I recently finished a semester-long group project for CSCI E-10 "Introduction to Data Science" at the Harvard Extension School. Each team was asked to design, train, test, and analyze a machine learning model that has real-world utility.

A Colab notebook with source code, visualizations, and more commentary can be found here.

### Problem Statement

For a particular airport, airline, month, and year how many flights are expected to be delayed?

### Summary

We created a random forest regression model that predicts this using the feature arr_del15 (number of flights delayed more than 15 minutes) as our response variable.

The model uses predictors such as year, month, number of flights, various types of delays (carrier, weather, NAS, security, late aircraft), cancellations, diversions, and different delay durations. This selection indicates a focus on temporal factors and operational aspects of flight schedules as key factors of the response variable.

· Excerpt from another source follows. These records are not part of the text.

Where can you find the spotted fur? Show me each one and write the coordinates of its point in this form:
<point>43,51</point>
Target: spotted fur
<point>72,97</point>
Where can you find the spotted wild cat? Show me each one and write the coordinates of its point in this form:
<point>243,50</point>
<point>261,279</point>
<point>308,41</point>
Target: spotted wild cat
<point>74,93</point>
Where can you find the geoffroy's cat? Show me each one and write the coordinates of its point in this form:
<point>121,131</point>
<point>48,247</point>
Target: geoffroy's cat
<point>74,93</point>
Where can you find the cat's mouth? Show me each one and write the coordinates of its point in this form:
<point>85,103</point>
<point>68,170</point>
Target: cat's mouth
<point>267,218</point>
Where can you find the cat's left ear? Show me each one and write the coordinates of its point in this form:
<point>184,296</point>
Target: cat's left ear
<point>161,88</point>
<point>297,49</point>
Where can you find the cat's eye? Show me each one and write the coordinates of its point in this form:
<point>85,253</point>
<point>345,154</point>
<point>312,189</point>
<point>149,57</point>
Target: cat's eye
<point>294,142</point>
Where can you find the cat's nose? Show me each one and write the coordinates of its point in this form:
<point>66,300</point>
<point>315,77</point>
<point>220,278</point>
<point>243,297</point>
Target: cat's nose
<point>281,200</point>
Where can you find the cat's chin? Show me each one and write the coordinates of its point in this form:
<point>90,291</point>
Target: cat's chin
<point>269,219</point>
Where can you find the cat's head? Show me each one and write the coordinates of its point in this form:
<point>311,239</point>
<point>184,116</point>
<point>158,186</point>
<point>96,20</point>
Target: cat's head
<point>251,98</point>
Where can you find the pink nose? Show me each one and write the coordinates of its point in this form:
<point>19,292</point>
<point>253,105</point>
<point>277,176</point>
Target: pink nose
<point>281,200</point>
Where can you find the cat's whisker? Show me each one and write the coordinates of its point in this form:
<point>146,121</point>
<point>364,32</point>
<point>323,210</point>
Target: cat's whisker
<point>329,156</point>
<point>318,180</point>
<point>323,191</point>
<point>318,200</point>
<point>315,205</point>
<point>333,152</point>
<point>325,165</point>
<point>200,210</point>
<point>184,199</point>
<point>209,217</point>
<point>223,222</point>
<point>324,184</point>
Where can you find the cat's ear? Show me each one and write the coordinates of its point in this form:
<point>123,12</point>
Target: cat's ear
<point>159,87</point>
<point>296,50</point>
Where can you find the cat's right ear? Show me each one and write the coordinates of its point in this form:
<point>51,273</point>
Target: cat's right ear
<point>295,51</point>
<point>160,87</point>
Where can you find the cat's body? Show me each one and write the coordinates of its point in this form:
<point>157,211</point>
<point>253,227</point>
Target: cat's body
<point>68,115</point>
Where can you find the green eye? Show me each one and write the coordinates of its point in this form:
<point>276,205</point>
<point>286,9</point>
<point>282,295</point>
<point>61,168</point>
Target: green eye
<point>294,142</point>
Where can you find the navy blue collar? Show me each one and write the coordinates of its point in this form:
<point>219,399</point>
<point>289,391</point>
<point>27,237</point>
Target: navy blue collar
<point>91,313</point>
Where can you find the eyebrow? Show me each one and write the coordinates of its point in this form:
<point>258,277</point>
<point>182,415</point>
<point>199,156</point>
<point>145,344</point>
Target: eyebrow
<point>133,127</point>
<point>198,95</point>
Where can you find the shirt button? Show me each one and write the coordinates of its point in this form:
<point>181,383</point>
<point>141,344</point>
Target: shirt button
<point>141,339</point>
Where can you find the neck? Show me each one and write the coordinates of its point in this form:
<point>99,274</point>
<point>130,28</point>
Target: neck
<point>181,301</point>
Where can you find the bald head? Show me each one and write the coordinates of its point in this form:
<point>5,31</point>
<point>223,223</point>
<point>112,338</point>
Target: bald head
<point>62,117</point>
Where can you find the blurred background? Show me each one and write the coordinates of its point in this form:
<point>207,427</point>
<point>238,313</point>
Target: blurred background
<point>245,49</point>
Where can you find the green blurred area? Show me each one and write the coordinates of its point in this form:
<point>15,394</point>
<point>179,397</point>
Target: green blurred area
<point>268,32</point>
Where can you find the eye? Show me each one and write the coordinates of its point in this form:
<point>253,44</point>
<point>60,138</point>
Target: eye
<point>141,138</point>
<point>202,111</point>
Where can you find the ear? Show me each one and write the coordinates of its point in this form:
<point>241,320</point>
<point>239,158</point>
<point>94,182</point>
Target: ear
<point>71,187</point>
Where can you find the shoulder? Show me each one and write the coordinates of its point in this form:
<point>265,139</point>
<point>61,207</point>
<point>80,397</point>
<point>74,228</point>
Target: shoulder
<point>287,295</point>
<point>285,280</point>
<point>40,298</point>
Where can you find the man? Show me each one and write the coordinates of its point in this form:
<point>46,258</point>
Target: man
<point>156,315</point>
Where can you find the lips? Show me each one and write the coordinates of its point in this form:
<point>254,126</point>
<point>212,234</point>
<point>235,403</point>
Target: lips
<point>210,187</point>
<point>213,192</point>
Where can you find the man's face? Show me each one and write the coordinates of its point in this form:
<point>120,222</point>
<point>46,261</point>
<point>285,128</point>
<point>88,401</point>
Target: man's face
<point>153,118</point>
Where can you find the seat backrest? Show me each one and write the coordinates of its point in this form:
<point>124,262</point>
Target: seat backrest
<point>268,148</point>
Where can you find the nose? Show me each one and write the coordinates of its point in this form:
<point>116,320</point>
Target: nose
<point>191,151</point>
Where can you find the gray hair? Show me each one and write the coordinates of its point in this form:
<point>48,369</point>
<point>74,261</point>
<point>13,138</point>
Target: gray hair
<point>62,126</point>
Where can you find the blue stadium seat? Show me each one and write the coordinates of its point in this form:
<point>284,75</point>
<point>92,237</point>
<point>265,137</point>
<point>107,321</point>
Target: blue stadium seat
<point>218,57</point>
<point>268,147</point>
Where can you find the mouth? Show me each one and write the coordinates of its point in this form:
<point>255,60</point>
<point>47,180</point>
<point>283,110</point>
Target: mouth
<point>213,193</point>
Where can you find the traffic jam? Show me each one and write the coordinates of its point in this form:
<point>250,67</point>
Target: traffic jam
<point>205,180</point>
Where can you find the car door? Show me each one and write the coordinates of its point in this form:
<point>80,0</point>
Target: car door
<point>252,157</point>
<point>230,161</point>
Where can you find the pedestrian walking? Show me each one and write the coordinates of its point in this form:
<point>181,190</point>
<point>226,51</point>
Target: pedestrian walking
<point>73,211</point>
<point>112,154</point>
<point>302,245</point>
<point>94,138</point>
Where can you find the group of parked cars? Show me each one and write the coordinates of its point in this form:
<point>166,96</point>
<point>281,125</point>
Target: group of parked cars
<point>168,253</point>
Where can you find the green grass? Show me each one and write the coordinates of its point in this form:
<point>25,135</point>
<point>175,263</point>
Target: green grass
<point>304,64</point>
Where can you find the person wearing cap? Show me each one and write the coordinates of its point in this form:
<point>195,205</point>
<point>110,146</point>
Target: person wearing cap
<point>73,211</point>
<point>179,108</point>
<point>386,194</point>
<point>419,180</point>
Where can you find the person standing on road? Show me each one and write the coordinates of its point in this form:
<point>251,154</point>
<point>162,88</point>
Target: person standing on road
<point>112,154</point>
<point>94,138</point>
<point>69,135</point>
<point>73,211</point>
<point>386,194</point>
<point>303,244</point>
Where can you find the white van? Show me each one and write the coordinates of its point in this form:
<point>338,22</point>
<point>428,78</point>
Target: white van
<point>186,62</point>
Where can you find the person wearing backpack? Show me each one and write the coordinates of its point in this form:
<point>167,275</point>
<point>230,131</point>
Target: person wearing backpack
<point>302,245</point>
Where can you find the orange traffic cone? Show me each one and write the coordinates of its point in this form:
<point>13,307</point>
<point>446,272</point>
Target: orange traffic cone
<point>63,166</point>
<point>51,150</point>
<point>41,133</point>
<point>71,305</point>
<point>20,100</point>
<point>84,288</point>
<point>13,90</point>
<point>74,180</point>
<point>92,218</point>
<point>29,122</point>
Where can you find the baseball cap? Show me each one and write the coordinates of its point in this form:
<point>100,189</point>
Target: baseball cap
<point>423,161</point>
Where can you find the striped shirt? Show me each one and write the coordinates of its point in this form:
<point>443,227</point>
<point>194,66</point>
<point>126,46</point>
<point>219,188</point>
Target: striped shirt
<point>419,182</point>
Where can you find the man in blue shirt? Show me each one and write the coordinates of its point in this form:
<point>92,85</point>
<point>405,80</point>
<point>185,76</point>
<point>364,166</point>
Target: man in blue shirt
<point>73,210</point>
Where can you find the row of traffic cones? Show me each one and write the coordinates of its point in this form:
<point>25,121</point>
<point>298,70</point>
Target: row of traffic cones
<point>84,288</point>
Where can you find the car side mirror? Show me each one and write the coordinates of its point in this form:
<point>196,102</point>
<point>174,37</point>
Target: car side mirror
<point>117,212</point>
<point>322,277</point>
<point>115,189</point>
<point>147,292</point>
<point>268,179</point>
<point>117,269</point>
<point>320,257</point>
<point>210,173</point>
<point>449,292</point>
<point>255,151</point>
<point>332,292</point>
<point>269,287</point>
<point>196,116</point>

A grid search was conducted to find the optimal parameters for the Random Forest model (max_depth, min_samples_split, min_samples_leaf, and n_estimators). These parameters indicate a relatively complex model.

The Mean Absolute Error (MAE), Mean Squared Error (MSE), and Root Mean Squared Error (RMSE) on the test set were calculated for the Random Forest model. The values (MAE: 2.47, MSE: 127.94, RMSE: 11.31) suggest a reasonable accuracy in prediction. Though a comparision of these values to a differenet model could provide more meaningful interpretation.

The model's residuals increase with the predicted values, indicating a potential issue with heteroscedasticity — the variability of the model's errors is not consistent across all levels of predicted delays. this could be due to the decrease in the number of observations for longer flight delays.

Overall, the Random Forest model has shown a high level of accuracy. However, the insights from the plots suggest that there is room for improvement. The model might benefit from further tuning to mitigate the heteroscedasticity observed. It's also important to consider the computational cost (indicated by the time taken for parameter tuning and model training) when deploying the model in a real-world setting.